After more than six years as a priest on the southern tip of the Burin Peninsula, Boren has announced he is taking an indefinite leave of absence at end of this month and taking off his clerical collar.
His plan?
To partner with other members of the Filipino community and establish a pizza franchise in the St. John's area so he can earn more money and look after his ailing back.
"I am just leaving my active ministry to focus on my health to work out of my back pain and do the work as well," said Boren.
Clergy members, including Archbishop Peter Hundt, have largely steered clear of the media spotlight since the archdiocese announced late last year it was granted court protection from its creditors in order to sell off churches and other properties.
The money raised from the sales will be used to help pay millions in claims from victims of abuse perpetrated by Christian Brothers at the former Mount Cashel orphanage in St. John's.

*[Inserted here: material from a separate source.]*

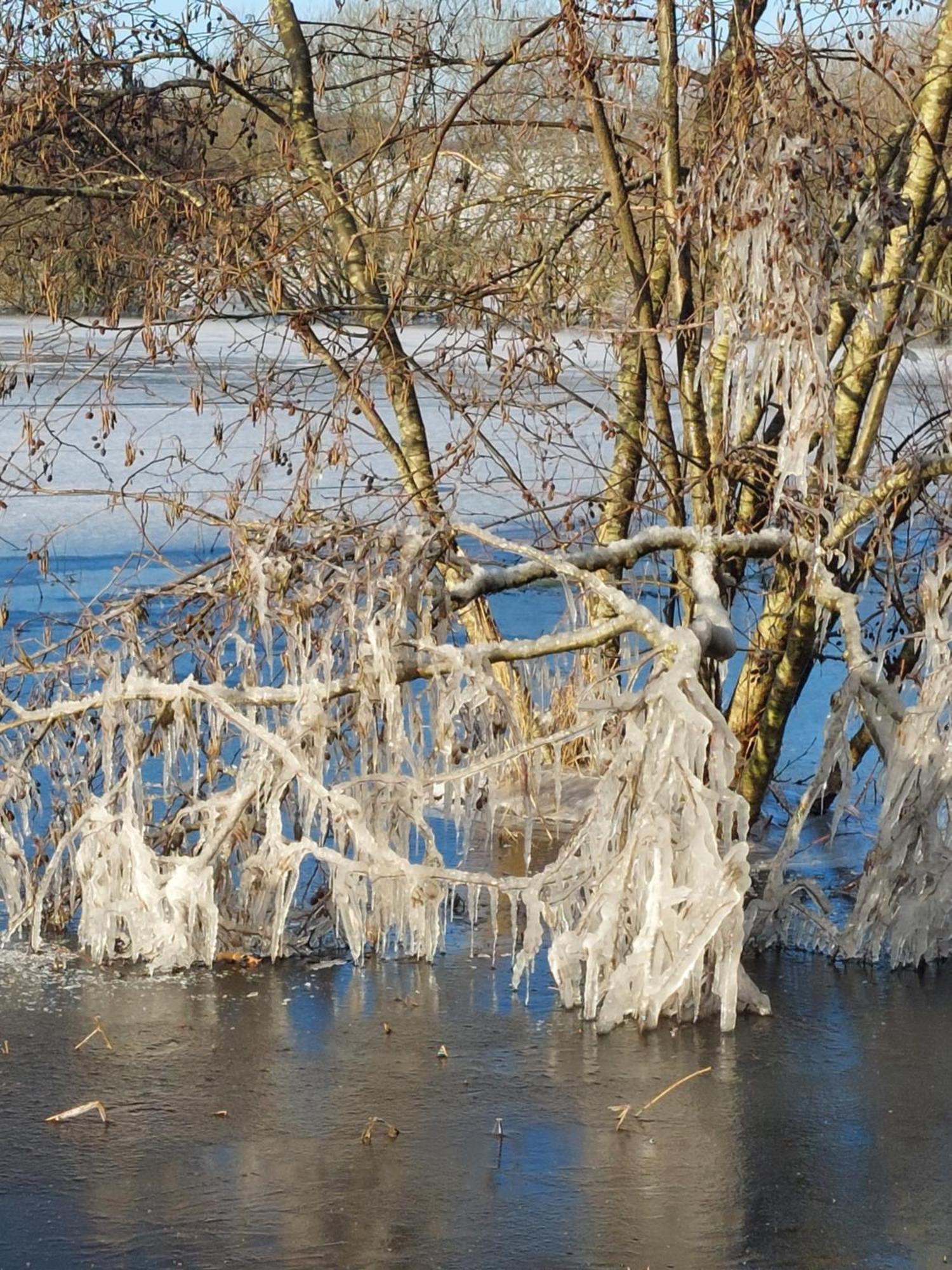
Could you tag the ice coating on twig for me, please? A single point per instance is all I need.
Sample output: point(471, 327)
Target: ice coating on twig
point(329, 722)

But Boren has not been shy about expressing his views.
In March, he wrote a letter to The Telegram newspaper in which he questioned the merits of selling off church assets.
Boren wrote that victims deserve to be compensated, but said "to use the assets of the parishes that the parishioners themselves helped to put together must not be used to pay the victims. The parishioners did not commit the sexual abuse; others perpetrated this, not them."